Tras el paréntesis que supusieron sus 14 años de matrimonio con Vanessa Paradis, Depp retomó la persona que había habitado durante los noventa, una que Hadley Freeman definió en The Guardian como “un tipo distinto de masculinidad, deseable pero gentil, masculina pero femenina”, y la llevó a su extremo maligno.

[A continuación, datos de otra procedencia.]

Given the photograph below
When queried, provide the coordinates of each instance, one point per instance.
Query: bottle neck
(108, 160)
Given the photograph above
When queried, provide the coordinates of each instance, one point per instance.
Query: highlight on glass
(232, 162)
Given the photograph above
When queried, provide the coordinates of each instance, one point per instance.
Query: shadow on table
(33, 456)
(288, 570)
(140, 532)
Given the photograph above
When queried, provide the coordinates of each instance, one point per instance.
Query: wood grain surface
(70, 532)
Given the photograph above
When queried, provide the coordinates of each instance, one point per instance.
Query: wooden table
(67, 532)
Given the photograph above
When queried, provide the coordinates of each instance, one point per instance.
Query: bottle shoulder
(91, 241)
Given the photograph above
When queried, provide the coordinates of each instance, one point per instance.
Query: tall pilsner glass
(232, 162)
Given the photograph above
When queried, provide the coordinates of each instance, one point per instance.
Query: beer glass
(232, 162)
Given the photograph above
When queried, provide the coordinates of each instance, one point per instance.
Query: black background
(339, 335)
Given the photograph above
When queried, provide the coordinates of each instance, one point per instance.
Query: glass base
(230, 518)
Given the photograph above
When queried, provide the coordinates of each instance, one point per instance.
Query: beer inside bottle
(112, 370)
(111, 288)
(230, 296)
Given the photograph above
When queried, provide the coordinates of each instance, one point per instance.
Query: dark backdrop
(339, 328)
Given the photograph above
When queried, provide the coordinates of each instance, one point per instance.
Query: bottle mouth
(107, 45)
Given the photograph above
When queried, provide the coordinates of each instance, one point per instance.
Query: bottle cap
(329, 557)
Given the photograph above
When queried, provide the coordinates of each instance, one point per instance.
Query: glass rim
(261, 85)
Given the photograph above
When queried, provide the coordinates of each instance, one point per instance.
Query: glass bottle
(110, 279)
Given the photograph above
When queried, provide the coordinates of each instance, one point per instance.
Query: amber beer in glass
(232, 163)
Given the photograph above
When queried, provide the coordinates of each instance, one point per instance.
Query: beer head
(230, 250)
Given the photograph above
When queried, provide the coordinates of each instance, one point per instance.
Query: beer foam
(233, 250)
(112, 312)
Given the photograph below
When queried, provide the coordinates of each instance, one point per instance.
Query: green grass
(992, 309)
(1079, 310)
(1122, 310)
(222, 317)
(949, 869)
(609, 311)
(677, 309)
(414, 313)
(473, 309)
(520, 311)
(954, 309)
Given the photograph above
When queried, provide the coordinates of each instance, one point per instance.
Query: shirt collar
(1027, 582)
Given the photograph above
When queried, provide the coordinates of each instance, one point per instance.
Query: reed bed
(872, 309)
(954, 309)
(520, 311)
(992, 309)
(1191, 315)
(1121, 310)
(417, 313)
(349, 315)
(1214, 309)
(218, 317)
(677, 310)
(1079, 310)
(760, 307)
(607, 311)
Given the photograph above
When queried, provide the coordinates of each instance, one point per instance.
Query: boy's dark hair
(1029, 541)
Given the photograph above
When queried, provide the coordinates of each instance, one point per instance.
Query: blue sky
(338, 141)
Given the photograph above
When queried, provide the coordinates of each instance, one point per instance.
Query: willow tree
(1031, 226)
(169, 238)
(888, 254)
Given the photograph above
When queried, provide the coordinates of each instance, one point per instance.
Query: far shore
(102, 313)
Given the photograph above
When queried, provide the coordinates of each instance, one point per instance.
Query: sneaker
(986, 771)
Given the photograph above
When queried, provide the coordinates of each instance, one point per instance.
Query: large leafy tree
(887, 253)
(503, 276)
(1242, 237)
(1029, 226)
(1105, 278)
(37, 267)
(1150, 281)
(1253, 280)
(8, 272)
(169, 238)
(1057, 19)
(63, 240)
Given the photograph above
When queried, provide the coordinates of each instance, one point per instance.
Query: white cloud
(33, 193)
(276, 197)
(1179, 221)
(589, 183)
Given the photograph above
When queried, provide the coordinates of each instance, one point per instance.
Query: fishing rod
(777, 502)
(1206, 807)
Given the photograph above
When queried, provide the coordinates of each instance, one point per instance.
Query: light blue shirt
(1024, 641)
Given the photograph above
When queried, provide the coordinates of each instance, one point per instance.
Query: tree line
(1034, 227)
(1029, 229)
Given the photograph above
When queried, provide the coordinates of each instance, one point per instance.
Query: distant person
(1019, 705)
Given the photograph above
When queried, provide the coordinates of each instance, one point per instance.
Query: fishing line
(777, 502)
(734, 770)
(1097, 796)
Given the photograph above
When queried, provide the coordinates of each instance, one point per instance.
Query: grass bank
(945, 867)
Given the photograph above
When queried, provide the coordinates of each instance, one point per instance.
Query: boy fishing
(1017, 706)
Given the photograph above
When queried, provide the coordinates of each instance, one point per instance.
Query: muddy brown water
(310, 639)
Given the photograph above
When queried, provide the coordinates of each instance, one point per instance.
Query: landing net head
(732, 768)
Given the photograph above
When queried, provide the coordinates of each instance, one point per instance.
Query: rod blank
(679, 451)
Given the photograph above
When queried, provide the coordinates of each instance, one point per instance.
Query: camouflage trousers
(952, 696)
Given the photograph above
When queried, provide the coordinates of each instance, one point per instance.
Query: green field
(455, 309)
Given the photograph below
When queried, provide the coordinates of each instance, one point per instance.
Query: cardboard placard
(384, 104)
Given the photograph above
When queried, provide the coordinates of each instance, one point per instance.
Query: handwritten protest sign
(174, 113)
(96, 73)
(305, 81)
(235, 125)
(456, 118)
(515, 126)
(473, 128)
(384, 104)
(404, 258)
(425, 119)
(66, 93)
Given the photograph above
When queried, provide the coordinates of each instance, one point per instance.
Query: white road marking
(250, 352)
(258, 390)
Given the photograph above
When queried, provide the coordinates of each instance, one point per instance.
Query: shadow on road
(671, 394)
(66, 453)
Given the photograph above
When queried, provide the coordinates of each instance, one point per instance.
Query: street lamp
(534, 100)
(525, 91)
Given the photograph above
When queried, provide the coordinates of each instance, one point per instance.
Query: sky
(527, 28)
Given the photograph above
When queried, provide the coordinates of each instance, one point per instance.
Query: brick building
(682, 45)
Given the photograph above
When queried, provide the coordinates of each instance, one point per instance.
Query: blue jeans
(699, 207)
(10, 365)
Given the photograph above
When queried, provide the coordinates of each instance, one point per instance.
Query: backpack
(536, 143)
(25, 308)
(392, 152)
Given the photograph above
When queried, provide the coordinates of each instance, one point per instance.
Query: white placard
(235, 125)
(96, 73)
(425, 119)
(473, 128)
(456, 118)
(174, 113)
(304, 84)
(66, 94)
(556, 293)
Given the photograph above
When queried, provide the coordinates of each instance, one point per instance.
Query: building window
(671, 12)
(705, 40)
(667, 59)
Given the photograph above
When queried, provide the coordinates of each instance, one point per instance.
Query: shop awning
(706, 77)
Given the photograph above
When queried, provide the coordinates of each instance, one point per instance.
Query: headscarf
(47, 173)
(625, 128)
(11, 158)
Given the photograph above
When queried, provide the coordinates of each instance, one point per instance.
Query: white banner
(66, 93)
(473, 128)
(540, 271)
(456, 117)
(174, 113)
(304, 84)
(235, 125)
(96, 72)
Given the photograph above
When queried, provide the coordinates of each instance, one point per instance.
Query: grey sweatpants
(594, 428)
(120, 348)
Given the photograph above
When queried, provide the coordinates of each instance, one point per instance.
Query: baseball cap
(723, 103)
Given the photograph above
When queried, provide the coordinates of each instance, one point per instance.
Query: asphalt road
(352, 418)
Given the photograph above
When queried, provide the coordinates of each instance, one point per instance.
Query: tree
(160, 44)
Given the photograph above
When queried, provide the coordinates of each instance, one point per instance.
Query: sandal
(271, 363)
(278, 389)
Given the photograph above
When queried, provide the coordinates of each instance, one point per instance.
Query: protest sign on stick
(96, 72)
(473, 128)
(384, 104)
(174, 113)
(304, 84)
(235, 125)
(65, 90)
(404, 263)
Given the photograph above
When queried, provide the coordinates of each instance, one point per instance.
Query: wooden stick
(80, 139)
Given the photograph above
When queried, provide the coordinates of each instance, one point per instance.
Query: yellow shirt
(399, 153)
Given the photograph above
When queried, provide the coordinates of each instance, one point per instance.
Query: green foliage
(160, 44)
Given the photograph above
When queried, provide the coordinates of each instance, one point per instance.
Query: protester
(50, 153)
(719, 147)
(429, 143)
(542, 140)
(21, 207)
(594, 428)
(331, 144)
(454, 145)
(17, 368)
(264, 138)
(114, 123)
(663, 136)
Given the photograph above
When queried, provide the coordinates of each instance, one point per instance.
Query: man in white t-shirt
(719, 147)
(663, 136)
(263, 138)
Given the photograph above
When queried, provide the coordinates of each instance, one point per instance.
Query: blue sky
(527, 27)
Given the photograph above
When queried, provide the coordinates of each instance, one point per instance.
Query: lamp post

Aunque los millennials más jóvenes y los miembros de la generación Z no se cansan de romantizar el imaginario de los noventa –Velvey, la autora de la muy popular cuenta de Instagram @velvetcoke sigue colgando fotos de Johnny Depp y en la sección de comentarios siempre se enfrentan los partidarios del “justice for Johnny” con los que le afean que cuelgue fotos sexies de un maltratador–, es imposible que los ídolos actuales, ya sean fuckboys o softboys, sigan el modelo del joven Depp (antes del tinte capilar, antes de que legalmente se pudiera decir que es un maltratador sin escribir delante “presunto”). Como señala también Freeman, los chicos sensibles de los 90 daban respuestas largas e incoherentes en las entrevistas y dejaban claro que ese sería también el papel de las chicas que suspiraban por ellos: escuchar sus eternas peroratas entre poema y poema de Rimbaud. Sus homólogos actuales, los Timothée Chalamet, Harry Styles (que sí, vende una imagen hipersexual, pero también desea muy fuerte que su público sepa que no es un heterazo) y Jacob Elordi, se parecen mucho más a Keanu Reeves que a Johnny Depp. Por cierto, Reeves ha completado la revisión irónica de su personaje de los noventa y el año pasado pidió “perdón público” por lo de su banda que, dijo, era bastante mala.